Page:Gaskell - Cousine Phillis.djvu/334

Le texte de cette page a été corrigé et est conforme au fac-similé.

« Je ne saurais me battre, parce que je crois mal de se quereller et d’employer la violence. »

Puis il tourna sur lui-même pour se retirer. Le mépris et la haine m’avaient mis si hors de moi, que je lui criai :

« Voyons, mon camarade, il faudrait parler franchement… Tu as peur de te battre ; pourquoi te mettre à l’abri derrière un mensonge ? Le cher bébé de ta bonne maman s’effraye d’un œil au beurre noir ?… Pauvre petit mignon !… Eh bien, soit, on ménagera sa peau, mais pourquoi ment-il ? »

L’assistance se mit à rire ; mais moi, je ne riais point. Il me semblait si étrange, si avilissant, qu’un beau grand jeune homme, robuste et dru comme celui-là, se montrât couard à ce point !…

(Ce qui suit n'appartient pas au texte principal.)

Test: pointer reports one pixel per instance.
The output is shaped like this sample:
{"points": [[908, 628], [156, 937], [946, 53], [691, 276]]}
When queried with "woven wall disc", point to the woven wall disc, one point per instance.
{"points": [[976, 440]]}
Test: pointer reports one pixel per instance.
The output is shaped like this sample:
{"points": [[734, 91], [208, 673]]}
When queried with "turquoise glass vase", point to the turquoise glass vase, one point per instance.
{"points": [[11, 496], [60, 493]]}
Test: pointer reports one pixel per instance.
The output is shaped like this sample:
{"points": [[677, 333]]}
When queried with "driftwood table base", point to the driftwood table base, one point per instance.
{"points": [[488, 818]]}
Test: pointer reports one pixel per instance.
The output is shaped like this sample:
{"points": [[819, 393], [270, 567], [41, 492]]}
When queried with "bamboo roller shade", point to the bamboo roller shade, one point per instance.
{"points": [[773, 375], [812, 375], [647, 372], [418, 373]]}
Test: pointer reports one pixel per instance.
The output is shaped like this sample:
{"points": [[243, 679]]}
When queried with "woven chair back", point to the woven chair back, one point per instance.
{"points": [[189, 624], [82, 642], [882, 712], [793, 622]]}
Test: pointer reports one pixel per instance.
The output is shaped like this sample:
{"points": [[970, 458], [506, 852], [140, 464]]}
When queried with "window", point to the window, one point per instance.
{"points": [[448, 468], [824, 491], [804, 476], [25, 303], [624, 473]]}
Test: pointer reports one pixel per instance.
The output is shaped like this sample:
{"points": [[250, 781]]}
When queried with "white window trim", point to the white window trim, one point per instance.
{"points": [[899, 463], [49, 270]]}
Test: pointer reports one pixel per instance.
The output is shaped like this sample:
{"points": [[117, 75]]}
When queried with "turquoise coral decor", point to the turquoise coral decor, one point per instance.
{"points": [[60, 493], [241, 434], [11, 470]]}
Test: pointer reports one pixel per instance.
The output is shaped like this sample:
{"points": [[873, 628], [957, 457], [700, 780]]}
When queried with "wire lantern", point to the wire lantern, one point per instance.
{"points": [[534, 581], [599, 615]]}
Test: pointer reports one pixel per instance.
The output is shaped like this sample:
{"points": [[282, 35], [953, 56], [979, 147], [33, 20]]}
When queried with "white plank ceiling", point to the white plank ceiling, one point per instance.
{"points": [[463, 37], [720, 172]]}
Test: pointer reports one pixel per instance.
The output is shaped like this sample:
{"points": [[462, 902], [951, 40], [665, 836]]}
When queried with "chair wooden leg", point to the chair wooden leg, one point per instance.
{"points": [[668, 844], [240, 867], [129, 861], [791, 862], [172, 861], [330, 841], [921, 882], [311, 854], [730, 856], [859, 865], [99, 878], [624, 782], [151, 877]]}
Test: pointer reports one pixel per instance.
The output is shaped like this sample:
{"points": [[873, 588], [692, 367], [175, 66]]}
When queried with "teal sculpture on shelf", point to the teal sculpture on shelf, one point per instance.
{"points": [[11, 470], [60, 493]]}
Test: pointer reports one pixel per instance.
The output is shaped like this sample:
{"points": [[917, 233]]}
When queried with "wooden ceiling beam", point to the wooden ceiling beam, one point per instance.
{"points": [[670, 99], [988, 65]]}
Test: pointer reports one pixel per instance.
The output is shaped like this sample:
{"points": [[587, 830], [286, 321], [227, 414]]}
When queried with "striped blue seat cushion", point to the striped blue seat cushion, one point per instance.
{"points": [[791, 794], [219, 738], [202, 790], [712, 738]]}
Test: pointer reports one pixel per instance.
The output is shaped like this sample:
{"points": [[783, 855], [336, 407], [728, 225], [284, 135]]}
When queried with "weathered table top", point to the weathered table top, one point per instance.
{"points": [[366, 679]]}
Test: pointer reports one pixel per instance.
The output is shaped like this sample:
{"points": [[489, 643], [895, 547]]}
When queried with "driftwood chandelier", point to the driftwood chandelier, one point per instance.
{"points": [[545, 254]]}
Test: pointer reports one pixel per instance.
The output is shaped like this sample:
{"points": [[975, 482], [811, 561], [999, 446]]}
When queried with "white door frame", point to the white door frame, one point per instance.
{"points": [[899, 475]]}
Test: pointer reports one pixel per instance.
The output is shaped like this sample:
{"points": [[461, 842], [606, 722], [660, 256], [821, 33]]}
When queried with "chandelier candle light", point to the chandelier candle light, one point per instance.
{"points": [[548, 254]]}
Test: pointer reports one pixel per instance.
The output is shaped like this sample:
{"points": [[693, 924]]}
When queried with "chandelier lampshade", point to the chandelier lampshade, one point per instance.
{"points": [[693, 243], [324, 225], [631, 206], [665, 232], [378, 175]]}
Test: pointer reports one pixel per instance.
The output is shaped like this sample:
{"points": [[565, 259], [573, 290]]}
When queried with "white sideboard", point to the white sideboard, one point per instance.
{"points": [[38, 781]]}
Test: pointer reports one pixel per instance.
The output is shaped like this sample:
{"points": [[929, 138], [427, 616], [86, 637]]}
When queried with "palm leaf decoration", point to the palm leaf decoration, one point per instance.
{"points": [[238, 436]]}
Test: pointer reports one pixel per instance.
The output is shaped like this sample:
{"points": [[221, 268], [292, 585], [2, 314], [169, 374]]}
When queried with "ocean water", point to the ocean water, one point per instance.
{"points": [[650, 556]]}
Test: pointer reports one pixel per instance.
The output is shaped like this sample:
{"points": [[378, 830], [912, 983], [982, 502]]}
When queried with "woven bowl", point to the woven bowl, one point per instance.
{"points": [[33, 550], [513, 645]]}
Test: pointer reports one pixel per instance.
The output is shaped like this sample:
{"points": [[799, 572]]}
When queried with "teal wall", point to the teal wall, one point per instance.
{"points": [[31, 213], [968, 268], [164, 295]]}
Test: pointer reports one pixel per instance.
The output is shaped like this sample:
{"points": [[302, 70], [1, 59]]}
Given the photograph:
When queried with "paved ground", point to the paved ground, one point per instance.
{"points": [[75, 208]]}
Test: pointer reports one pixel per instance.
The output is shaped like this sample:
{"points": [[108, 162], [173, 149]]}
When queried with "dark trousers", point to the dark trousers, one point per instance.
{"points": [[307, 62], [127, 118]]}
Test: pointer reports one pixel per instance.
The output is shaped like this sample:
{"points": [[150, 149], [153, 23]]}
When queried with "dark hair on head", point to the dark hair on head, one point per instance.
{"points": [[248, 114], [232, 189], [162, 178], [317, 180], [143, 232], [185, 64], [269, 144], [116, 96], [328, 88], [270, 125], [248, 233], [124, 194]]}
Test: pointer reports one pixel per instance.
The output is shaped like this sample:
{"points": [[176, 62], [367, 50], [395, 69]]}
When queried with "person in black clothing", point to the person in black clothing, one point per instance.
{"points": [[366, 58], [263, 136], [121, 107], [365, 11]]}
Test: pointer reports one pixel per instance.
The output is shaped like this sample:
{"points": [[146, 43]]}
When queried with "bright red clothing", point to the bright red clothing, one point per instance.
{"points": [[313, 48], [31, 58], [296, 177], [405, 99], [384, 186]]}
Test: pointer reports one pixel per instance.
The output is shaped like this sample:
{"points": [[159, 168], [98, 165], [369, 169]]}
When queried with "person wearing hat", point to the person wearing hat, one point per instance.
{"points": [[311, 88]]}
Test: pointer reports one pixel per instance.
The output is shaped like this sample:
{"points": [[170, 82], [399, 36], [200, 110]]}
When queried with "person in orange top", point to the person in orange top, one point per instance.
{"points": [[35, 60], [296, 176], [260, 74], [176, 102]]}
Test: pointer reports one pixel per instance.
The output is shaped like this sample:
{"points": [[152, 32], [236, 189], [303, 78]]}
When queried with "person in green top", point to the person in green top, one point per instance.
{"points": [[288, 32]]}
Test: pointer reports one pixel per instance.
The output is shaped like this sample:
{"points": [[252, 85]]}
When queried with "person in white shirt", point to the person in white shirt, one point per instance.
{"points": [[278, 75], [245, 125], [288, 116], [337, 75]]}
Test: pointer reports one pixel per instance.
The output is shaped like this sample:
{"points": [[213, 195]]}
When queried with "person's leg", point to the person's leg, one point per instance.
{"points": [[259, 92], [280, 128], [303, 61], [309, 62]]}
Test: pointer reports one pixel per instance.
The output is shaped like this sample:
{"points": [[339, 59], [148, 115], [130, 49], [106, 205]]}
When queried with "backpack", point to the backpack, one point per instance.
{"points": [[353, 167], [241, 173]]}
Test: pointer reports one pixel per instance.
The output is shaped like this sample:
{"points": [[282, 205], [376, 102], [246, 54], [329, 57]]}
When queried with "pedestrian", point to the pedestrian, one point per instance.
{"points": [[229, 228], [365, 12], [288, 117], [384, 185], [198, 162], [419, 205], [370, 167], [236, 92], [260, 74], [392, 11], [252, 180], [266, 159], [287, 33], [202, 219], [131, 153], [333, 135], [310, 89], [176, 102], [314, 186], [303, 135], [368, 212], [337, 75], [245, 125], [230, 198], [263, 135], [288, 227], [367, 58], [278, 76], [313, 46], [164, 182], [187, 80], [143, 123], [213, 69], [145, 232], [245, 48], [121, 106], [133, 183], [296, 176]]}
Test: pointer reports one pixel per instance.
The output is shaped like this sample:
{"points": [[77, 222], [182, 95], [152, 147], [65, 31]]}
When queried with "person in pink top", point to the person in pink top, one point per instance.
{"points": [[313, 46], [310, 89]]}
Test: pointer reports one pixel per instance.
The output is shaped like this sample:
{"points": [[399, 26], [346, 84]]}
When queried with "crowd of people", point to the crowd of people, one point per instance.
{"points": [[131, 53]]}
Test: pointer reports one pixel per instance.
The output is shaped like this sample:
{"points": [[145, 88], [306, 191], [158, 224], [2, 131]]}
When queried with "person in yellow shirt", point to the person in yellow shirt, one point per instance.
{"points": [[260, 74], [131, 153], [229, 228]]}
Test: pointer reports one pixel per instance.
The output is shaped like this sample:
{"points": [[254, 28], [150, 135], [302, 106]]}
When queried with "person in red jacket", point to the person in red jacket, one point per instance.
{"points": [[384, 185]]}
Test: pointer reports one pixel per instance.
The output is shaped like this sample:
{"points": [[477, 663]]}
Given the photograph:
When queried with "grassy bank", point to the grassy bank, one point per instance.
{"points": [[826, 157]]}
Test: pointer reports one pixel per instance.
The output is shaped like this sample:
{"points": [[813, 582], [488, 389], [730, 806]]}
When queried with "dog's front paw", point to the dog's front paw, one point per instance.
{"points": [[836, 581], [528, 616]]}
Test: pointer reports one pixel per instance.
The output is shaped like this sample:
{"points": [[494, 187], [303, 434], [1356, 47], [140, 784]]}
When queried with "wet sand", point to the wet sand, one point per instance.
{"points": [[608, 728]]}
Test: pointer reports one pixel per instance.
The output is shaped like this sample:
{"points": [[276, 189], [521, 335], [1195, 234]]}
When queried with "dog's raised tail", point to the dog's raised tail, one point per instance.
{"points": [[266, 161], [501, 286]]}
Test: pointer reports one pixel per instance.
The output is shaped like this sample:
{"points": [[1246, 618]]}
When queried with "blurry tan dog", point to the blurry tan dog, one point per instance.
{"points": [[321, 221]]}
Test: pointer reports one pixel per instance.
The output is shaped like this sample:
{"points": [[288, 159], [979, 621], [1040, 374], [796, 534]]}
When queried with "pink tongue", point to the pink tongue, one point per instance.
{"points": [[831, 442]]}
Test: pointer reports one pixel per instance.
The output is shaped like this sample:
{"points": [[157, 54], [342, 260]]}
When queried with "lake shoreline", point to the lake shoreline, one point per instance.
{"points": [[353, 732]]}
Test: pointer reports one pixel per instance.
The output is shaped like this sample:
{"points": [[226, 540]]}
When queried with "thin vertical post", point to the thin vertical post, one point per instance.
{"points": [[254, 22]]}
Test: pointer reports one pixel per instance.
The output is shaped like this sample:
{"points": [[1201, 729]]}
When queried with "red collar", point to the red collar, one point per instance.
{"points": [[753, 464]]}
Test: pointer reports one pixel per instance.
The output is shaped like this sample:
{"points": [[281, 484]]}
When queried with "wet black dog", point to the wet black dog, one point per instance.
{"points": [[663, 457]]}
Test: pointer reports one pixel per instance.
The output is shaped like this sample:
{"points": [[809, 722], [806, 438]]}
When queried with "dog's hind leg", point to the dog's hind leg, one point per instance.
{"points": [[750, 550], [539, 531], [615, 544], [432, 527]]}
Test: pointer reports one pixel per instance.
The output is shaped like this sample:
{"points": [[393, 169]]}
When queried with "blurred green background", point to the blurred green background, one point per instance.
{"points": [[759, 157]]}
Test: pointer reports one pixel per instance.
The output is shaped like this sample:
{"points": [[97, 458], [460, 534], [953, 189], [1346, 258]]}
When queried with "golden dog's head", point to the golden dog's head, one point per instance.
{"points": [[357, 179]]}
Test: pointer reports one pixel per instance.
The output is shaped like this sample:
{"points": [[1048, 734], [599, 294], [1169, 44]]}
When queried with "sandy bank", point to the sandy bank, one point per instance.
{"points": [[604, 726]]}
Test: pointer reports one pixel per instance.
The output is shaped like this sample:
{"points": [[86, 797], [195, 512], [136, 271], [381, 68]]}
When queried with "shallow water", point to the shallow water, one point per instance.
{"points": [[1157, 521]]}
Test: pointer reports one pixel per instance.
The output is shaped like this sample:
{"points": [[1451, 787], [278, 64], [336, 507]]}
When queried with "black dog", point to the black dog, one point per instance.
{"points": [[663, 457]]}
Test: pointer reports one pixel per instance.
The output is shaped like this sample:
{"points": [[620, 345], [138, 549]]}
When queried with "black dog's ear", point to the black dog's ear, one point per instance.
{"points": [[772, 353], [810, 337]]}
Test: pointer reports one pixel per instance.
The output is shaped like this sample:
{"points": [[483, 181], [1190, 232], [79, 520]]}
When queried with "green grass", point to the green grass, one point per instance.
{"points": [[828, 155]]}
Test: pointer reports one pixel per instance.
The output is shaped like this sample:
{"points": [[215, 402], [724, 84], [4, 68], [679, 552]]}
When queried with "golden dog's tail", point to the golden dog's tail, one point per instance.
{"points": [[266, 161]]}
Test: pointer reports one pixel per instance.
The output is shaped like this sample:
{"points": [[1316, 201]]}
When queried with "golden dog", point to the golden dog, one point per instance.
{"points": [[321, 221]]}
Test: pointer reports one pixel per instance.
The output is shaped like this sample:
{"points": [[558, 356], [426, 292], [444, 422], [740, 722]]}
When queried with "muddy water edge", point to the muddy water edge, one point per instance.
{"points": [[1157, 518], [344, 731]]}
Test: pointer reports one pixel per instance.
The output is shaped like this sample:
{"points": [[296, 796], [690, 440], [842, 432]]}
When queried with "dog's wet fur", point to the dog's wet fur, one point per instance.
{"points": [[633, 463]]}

Avant le coucher du soleil, notre aventure était la fable de tout Lindal. On savait comment j’avais appelé Gilbert en duel, et comment il avait refusé la partie. Les gens qui, du seuil de leur porte, le virent passer ce soir-là, le regardaient gravir la montée qui le ramenait chez lui, comme ils auraient fait pour un singe ou pour un étranger… Pas un ne lui souhaita le bonsoir. On n’avait jamais entendu parler, à Lindal, d’un combat ainsi décliné. Le lendemain, cependant, on s’en exprima plus nettement. Les hommes lui jetaient en passant l’épithète de « lâche » et se détournaient à son approche. Les femmes se contentaient de rire à petit bruit ; quant aux gamins et gamines, ils ne se gênaient pas pour crier à tue-tête : — « Dis donc, l’ami, depuis quand t’es-tu fait quaker ?… Bonjour, Jonathan aux larges bords[1] !… » et vingt autres plaisanteries du même calibre.

  1. Jonathan Brodd-Brim. Allusion à la forme de chapeau qu’affecte spécialement la secte des Amis. N. du T.